Could the problem be pilot error? While unpleasant to consider, audio engineers do make mistakes. Before you blame that !#%*$ console, Sweetwater Sound, a pro audio dealer, suggests looking inward. Return to the basics.
In many cases, Sweetwater suggests a first step is to strip the mix to its essence and then examine the individual components. Ensure that all the parts are as good as they can be, then start building the mix again — with a mental picture of what you want the result to be as your guide.
The GIGO Trap
Always start with high-quality audio material. Perhaps this is a no-brainer, but it’s entirely possible that poorly recorded sound may be the issue. Garbage in — garbage out (GIGO). If the content is music, make sure all the instruments and vocals are in tune and there’s no excessive frequency clustering. If it’s a voiceover, make sure the audio is cleanly recorded to start with. A good recording is essential to a good mix.
In the basic mix, you’re developing a mental picture of your final mix. In the cognitive sciences, this is called structural visualization. It’s an aptitude shared by not only sound engineers, but professionals ranging from architects to astronauts. You can think of your mix in terms of a three-dimensional universe with height, width and depth.
That universe is populated with objects — instruments, vocals and effects. Each has a frequency range (height), stereo pan position (width) and relative volume (depth). Thinking about these elements this way will yield more interesting mixes with dimension, detail and impact.

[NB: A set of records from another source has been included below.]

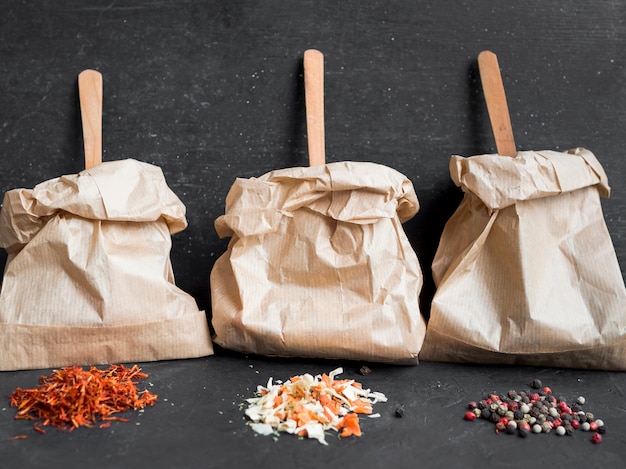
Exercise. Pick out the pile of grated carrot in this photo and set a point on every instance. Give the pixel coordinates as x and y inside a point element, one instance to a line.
<point>309,405</point>
<point>72,397</point>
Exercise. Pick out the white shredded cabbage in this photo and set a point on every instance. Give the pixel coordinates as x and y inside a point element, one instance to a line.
<point>309,405</point>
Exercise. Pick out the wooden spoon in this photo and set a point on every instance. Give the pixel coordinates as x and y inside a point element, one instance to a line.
<point>90,93</point>
<point>314,97</point>
<point>496,103</point>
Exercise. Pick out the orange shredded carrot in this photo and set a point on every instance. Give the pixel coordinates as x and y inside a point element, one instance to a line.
<point>72,397</point>
<point>308,406</point>
<point>349,426</point>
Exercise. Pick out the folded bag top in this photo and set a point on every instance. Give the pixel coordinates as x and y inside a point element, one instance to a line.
<point>318,264</point>
<point>526,272</point>
<point>88,278</point>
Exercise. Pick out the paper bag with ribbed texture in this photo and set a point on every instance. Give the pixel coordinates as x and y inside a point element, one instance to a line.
<point>88,278</point>
<point>526,272</point>
<point>318,265</point>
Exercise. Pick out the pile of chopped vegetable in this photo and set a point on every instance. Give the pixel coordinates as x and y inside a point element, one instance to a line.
<point>72,397</point>
<point>308,406</point>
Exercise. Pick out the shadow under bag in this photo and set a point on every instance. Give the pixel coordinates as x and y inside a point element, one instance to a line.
<point>526,272</point>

Reference Mixing Environment
Hollywood film mixing soundstages are calibrated for 85dB and remain there, so re-recording engineers have an absolute reference and are never misled by fluctuating monitor levels. In accordance with the Fletcher-Munson curves, 85dB is where frequencies sound flattest.
Loud playbacks accentuate the human ears’ perception of bass and treble frequencies and consequently tend to make mixes sound punchier than they really are. Conversely, quiet monitor levels attenuate the extremes, leaving the midrange.

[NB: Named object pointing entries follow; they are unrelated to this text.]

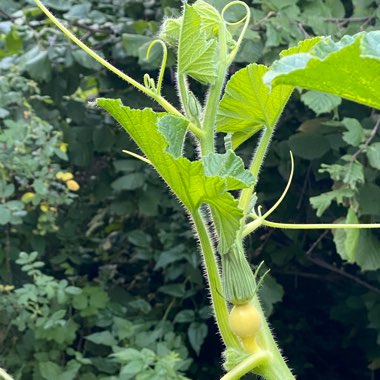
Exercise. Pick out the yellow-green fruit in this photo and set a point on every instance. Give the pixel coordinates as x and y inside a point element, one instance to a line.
<point>72,185</point>
<point>244,320</point>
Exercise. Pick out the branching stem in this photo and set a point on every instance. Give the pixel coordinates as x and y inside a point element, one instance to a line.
<point>213,276</point>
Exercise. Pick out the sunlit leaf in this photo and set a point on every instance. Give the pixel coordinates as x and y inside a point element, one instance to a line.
<point>248,105</point>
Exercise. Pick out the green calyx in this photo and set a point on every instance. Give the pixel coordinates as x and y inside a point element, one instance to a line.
<point>239,285</point>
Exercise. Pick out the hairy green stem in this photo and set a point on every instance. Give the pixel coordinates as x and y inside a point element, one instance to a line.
<point>214,94</point>
<point>247,365</point>
<point>213,277</point>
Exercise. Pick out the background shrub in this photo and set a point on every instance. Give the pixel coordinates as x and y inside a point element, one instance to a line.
<point>105,282</point>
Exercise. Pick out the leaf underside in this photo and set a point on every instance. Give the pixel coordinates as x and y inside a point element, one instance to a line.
<point>186,178</point>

Mix with loud monitor levels, and often you end up with a puny mix. Monitor too quietly, and the mix will have tons of top and bottom and vocals and other midrange instruments won’t be loud enough.
Most pros get an SPL meter and calibrate their monitors. Of course, 85dB is a good starting point, but in smaller rooms, this may be uncomfortably loud. Having a reference in the range of 70dB–80dB in such cases is fine. Doing critical mixing at your established reference level goes a long way to achieving a consistent and good-sounding mix.
Avoid Ear Fatigue
Finally, healthy monitor levels are only a start. Humans ultimately deal with the perception of sound. Our ears need to be optimized for monitoring accuracy. After 15 hours of constant work, a mix is finished and often sounds good. Play it back the next day and it sounds absolutely terrible. Why is this?
Ear fatigue is the most likely culprit. Just as loud monitoring fatigues the ears, so too does critical listening at nominal monitoring levels for hours on end. Take breaks, give your ears a rest and know when to call it a day. Go back fresh the next day. The mixes will not only sound better, but you’ll be avoiding potential hearing damage that could cut short your career. Pros know this. Better learn it before you are sorry.
Audio mixing is not just about choosing the right gear. It’s about developing the skill set to use it correctly and to take care of our human ability to hear sound well. That’s what establishes a long and fruitful audio career.